Undoubtedly, store officials worried it could lose 0.01% of its $100 gadzillion in profits if anyone got wind it was promoting a misogynist toy.

Yet the paradox of the controversy, if controversy is what you call it, is that feminists are unlikely to go the extra mile by asking whether other positions they have adopted, such as pushing girls into wrestling and football, or even onto the battlefield, also promote what the professors call the "brutalization of women."

Women, for instance, now wrassle men in the WWF. The other evening I was surfing by WWF and saw one of these Amazonian beauties toss a man from the ring. He grabbed a folding chair and was about to crack her skull when she fled the scene with her companion.

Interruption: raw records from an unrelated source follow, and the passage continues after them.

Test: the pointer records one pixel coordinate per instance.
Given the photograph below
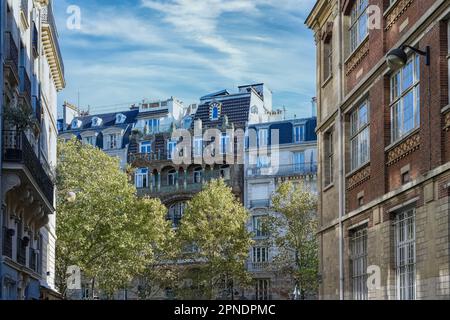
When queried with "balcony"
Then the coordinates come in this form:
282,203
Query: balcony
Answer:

If this isn't promoting the "brutalization of women," nothing is, but we don't hear anyone complaining about it. Perhaps that's because in the brummagem world of wrestling, the women defeat the men, just as they do in the equally brummagem world of Xena the Warrior Princess. Another example is the clamour to put women in combat assignments, a desire undoubtedly energized by the Xena myth. The radical feminists argue that combat assignments will allow them the same potential for promotion as a man, the ultimate goal being for a woman in uniform to head the armed forces.

The general idea is to show that women are the physical equals of men, not just the intellectual equals, which will increase the respect men have for women and therefore decrease domestic violence. On its face, it sounds like a reasonable ambition in this age of liberation. But it isn't reasonable, or even desirable, for the following reasons.

If women are to be treated as the physical equals of men, if they are to be trained for combat, for instance, they must be treated equally in training. That not only means requiring identical fitness standards, which would mean less women in combat roles, ironically enough, but also conditioning men to accept the brutalization of women who succeed.

And that means, for the sake of proper training, a man must be trained to brain a woman with a pugil stick during training. In real war, things would surely be worse. Consider what the enemy might do to extract information from a POW who is a man: By torturing and raping his fellow POW who is a women. Presumably, he would have to ignore her screams.

The feminists say the first POW would simply have to ignore those screams, but again, consider what that would require: Teaching men that brutalizing a woman is no different than brutalizing a man, which is exactly the opposite of what the feminists want men to learn about domestic violence; i.e., that it's wrong.

Well, which is it?

Maybe in the feminist utopia, men will be required to divine when brutalization is acceptable. On the gridiron or battlefield, it's fine. At home, it isn't. Problem is, men will be inured to violence against women on both counts. That won't help stop domestic violence. The women in Georgia are right about this WWF toy. But society mustt take their logic to its conclusion and question the premise of the feminist position.